Se essa preocupação com a economia é algo real, muito além da simples birra política burra, neste exato momento deveríamos estar fazendo outras perguntas: qual é o cenário para lidar com a situação em que estamos? Que planos estão sendo feitos para um redirecionamento dos parques industriais no país? Que novos alinhamentos estão sendo traçados para os mercados que ruirão e para os novos que vão surgir? Quem fabricará equipamentos de proteção hospitalar? Que engenheiros e fábricas serão redirecionados para a produção de equipamentos como respiradores? Que empresas passarão a produzir insumos para pesquisas de remédios e vacinas, já que a corrida para adquirir esses insumos de quem atualmente os fabrica é uma disputa perdida para nós, que assistimos à vertiginosa queda do valor de nossa moeda? Quanto ao crescimento dos serviços de entrega, o que faremos, como os equiparemos e de que maneira as leis trabalhistas retrocederão para proteger seus trabalhadores, hoje desamparados pela uberização do trabalho? Quem capitaneará as mudanças no mercado de tecnologia, nos serviços de internet, que tendem a ser ainda mais necessários em um mundo de teletrabalho, aulas e entretenimento online?
 
Claro que estas são questões secundárias diante da imensa e urgente necessidade de preservação de nossas vidas, de nossos familiares, amigos, colegas, compatriotas.
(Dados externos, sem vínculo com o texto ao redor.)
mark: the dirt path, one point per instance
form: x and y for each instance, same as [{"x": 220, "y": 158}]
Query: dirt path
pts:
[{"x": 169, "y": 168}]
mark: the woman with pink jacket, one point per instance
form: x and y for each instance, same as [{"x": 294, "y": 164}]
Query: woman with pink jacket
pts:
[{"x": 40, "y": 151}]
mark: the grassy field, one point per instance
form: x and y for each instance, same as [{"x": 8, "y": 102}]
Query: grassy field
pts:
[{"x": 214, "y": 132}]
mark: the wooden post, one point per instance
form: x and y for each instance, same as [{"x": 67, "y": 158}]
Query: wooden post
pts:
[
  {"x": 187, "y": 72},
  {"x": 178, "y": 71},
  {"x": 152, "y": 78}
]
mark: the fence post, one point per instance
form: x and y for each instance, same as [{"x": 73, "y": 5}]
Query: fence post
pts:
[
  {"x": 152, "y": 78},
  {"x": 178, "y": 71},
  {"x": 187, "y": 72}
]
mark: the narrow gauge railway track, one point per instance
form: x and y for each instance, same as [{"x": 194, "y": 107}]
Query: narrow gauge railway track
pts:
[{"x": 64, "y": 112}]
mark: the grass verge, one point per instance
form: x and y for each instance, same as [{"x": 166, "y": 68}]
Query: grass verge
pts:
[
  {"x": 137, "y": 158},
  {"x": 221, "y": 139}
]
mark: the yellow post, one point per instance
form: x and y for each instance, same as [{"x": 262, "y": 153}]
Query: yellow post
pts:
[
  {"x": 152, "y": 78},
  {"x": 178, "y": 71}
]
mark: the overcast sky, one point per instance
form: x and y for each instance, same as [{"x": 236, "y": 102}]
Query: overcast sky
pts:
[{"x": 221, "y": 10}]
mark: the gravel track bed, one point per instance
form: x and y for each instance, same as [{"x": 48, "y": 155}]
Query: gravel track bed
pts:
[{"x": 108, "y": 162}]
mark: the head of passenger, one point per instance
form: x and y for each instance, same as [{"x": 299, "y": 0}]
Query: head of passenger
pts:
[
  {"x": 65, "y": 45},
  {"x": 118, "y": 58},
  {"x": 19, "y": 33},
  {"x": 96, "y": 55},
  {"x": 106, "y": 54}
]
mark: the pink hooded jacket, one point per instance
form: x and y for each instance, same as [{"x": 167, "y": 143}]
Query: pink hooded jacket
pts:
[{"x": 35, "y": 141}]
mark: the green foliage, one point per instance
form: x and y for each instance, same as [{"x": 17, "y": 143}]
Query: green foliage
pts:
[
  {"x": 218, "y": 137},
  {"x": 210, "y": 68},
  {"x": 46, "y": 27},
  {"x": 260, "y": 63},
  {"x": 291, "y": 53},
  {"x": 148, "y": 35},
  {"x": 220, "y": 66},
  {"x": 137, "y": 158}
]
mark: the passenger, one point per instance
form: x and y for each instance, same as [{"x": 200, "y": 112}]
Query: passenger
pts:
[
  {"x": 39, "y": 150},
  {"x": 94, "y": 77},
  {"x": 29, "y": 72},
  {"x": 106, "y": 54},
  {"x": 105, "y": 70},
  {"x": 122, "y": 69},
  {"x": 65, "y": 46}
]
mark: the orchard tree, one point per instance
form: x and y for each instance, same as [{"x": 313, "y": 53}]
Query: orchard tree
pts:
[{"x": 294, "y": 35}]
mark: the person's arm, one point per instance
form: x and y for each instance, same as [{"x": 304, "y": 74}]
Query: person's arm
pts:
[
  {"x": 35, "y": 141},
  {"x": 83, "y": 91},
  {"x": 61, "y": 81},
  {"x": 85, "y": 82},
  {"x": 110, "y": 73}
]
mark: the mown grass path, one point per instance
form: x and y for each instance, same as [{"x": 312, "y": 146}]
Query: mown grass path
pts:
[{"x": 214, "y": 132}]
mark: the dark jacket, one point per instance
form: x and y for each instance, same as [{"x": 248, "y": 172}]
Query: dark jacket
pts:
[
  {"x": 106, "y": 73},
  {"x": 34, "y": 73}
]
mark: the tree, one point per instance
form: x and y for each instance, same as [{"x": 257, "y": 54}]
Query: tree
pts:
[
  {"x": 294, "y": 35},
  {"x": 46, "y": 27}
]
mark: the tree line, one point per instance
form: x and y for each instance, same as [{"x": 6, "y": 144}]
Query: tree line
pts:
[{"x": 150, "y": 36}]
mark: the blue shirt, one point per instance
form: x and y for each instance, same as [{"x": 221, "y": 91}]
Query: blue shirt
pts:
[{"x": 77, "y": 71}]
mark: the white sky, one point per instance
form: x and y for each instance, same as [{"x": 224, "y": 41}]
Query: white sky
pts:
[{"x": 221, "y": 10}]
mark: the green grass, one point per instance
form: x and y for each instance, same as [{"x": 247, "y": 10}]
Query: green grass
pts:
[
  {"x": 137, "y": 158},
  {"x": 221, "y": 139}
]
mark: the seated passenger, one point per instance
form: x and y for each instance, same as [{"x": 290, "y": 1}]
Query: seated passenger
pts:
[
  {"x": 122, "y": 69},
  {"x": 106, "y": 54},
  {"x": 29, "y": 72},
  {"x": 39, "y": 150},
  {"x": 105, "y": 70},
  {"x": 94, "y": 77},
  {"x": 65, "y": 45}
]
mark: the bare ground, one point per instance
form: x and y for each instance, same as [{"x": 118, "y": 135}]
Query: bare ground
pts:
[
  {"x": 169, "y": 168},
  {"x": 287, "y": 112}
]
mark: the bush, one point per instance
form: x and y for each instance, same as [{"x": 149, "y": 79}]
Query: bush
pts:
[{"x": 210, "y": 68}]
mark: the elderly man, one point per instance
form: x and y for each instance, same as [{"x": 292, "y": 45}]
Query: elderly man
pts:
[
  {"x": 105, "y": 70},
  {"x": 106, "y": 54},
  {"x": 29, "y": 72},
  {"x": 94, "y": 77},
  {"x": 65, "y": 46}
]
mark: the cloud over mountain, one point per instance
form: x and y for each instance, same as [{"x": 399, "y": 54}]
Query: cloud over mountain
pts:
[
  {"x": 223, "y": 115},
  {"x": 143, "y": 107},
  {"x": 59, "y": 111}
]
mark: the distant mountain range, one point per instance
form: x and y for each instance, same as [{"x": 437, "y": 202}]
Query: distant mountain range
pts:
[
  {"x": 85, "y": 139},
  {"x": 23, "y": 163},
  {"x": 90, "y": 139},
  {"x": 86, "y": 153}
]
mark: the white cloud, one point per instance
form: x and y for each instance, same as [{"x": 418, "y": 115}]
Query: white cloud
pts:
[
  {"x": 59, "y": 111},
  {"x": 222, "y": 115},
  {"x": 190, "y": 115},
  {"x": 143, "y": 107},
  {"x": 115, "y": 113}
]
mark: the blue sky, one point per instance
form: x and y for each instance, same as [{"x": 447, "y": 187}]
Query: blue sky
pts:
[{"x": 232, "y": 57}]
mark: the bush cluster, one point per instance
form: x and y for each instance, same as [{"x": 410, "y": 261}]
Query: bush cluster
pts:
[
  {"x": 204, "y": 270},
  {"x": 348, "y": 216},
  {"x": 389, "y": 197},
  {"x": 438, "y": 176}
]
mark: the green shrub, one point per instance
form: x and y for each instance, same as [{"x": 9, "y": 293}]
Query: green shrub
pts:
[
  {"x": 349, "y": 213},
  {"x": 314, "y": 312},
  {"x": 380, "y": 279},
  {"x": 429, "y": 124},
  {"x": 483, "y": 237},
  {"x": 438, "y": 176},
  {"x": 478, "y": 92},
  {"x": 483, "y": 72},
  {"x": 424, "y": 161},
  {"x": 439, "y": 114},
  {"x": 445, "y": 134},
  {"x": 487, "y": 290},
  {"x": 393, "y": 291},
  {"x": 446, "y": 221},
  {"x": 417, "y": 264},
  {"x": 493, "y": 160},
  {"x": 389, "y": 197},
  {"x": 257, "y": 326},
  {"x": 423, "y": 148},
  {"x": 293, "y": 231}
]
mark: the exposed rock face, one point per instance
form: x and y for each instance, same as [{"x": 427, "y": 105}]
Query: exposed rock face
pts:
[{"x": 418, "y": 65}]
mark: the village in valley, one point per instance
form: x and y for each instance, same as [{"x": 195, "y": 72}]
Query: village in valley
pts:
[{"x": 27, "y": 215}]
Infelizmente, parecemos não estar sabendo lidar com isso também.
 
No entanto, aquelas são algumas das perguntas que não temos respondido porque estamos perdidos em disputas bobas lideradas por um presidente cuja idade mental encontra-se presa à quinta série. Uma péssima infância mal curada. Mas não penso que seja exatamente um líder o que nos falta. É antes de tudo um plano, um vislumbre e a aceitação dos desafios que virão diante de uma nova realidade que já está posta. É preciso apenas descortinar o ego, a burrice e o péssimo senso de oportunismo para poder, assim, proteger vidas agora e depois.